A Philadelphia man has applied to the Court of Appeals to revive his lawsuit against Yahoo, in which he claimed the company sent thousands of unwanted messages when he purchased a used phone from T-Mobile.
The original lawsuit claimed Yahoo had violated the Telephone Consumer Protection Act (TCPA) by using automated dialers to send SMS messages without the recipients’ consent. But Yahoo denied the charge, asserting that they did not rely on auto dialers – a claim upheld last year by U.S. District Court Judge Michael Baylson. In a brief filed last week with the 3rd Circuit Court of Appeals, Yahoo stated:
“Messages sent through the email SMS Service were not sent randomly, in bulk or to sequential numbers – only to specific phone numbers manually inputted by individual Yahoo users.”
The company has requested that the appeals court dismiss the lawsuit, in which the plaintiff says he received dozens of messages every day after he bought the phone. His complaint indicates that the previous owner had agreed to receive SMS alerts from Yahoo whenever a new email was delivered to his inbox.
The complainant (who does not have a Yahoo account) says he received close to 5,000 SMS alerts from Yahoo in the five months prior to filing the lawsuit. He allegedly lodged a complaint with the company, but was told that only the previous owner of the phone could arrange to stop future texts.
In the most recent appellate papers, Yahoo suggests that the plaintiff should have gone to T-Mobile to get a new number.

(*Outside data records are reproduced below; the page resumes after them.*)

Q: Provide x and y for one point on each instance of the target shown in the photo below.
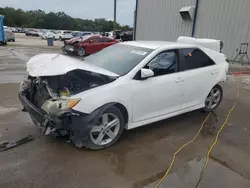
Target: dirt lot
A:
(142, 155)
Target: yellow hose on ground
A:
(210, 148)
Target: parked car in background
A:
(32, 33)
(9, 35)
(64, 35)
(86, 45)
(50, 34)
(81, 34)
(126, 36)
(124, 86)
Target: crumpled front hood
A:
(58, 64)
(73, 40)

It might look like game, set and match to the web giant, but there’s a twist in this tale: another lawsuit resulted in a different judge ruling that Yahoo’s SMS delivery system did constitute an automated dialer. A Californian resident alleged that Yahoo informed him via SMS that he had received an instant message from someone else – but the plaintiff had never given the company his cell phone number or opted in to receive text messaged from them. The judge specifically rejected Yahoo’s argument that it didn’t use an automated dialer to send the complainant a message. The complainant denied Yahoo’s request to reconsider the ruling.